In view of the Russian war of aggression against Ukraine, Scholz assured that the federal government wants to spend two percent of gross domestic product on defense in the long term. "We have decided that we want to spend these two percent on defense for the Bundeswehr. Next year we will achieve this for the first time from budget funds and the special fund," said the SPD politician. "And I repeat here what I have said on many occasions: It will remain so, even if the special fund is used up," added Scholz.

This week's NATO summit in the Lithuanian capital Vilnius decided: "In accordance with our obligations under Article 3 of the Washington Treaty, we have made a permanent commitment to invest at least 2 percent of our gross domestic product in defense every year." With this compromise formulation, the NATO states settled their dispute over the level of national defense spending for the time being.

Committed to the Convention against Cluster Munitions

Scholz again defended the US decision to supply cluster munitions, but at the same time emphasized the importance of the treaty banning this type of munitions. Germany does not have to comment on the sovereign decisions of other states, he said. The US government "made a decision that is not ours, but that it made sovereignly" - with the indication that otherwise it would not be able to provide sufficient ammunition.

At the same time, Scholz underlined: "But I want to say again: This convention is of great importance to me." It's not at all about the weapon and its effectiveness in war, "because all the weapons that we supply result in terrible destruction when they hit their targets." It is more about "that after the war and outside of the warring parties, others are not threatened by ammunition lying around by accident". Everywhere in Germany where bombs have fallen, there are repeated bomb alerts, even many decades after the end of the Second World War. "And that's why it's a very legitimate concern that we're pursuing with this convention. And I feel obliged to that," said Scholz.

Commitment to the debt brake

Scholz expressly acknowledged the debt brake. Scholz emphasized that the fact that the draft budget again limits new borrowing after the high spending due to the corona pandemic and the Ukraine war is “a step in the right direction”. "We're back on track on the budget and I think that's a good sign." The draft for the 2024 federal budget, which was approved after months of coalition disputes, envisages a reduction in new debt to 16.6 billion euros.

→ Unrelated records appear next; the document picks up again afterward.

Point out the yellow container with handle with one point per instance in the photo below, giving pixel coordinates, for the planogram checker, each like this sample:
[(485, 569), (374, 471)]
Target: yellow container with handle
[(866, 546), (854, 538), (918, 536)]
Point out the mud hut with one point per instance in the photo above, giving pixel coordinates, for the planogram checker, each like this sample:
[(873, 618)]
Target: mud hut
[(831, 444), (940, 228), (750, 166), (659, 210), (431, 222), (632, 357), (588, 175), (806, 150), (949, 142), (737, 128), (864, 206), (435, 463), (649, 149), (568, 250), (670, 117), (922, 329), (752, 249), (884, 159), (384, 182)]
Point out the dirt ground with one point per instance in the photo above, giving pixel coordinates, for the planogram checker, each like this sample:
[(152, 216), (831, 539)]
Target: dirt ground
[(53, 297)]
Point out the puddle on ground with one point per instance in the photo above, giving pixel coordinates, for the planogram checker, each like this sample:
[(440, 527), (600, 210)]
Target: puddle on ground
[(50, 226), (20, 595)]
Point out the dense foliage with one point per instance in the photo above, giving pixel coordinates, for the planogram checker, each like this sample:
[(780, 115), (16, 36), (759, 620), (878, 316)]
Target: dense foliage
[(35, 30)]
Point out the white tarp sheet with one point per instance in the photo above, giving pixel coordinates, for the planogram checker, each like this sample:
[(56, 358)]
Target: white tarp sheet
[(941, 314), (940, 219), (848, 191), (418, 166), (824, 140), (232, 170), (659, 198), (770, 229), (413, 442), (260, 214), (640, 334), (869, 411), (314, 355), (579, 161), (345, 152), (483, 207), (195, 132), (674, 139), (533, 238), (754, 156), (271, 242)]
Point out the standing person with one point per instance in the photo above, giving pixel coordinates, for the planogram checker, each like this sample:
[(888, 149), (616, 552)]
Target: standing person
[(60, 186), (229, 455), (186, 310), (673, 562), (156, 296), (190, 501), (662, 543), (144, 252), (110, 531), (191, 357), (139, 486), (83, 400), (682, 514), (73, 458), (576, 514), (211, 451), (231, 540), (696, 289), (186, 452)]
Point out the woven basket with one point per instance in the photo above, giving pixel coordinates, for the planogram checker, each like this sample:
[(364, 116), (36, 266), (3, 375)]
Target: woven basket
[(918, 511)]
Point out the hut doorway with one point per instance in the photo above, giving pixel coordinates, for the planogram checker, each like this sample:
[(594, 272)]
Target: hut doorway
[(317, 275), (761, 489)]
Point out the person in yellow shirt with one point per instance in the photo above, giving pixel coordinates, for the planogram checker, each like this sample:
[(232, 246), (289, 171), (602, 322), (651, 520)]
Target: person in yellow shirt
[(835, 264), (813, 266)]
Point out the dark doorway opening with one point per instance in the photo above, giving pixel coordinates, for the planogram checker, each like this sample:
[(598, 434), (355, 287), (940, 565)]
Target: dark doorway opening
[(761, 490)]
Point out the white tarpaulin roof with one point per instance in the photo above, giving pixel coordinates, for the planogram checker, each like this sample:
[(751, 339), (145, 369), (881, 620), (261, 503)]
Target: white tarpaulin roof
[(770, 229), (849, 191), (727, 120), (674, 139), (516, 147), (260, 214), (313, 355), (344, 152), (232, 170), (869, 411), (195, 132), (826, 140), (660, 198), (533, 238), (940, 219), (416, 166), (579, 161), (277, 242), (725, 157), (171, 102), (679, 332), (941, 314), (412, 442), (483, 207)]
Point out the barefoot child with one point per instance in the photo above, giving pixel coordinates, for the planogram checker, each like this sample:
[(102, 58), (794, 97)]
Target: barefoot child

For police use in swimming pool riots

After outbreaks of violence in several Berlin outdoor pools, the Chancellor spoke out in favor of using the police to take action against the rioters. "It is absolutely correct if the conclusion drawn from this is to use the police now," said the SPD politician on Friday in Berlin at his summer press conference. Such incidents should not be acknowledged "with a shrug", stressed Scholz. It must be clear "that we as a state do not tolerate that".

Violent clashes in the Columbiabad in Berlin-Neukölln made national headlines last weekend. The outdoor pool is known nationwide because there are often riots and problems with young people there. Parts of the Neukölln district are considered a social hotspot. When asked whether the incidents could be traced back to integration deficits, the chancellor was evasive: "Anyone who does something like that doesn't behave according to our rules."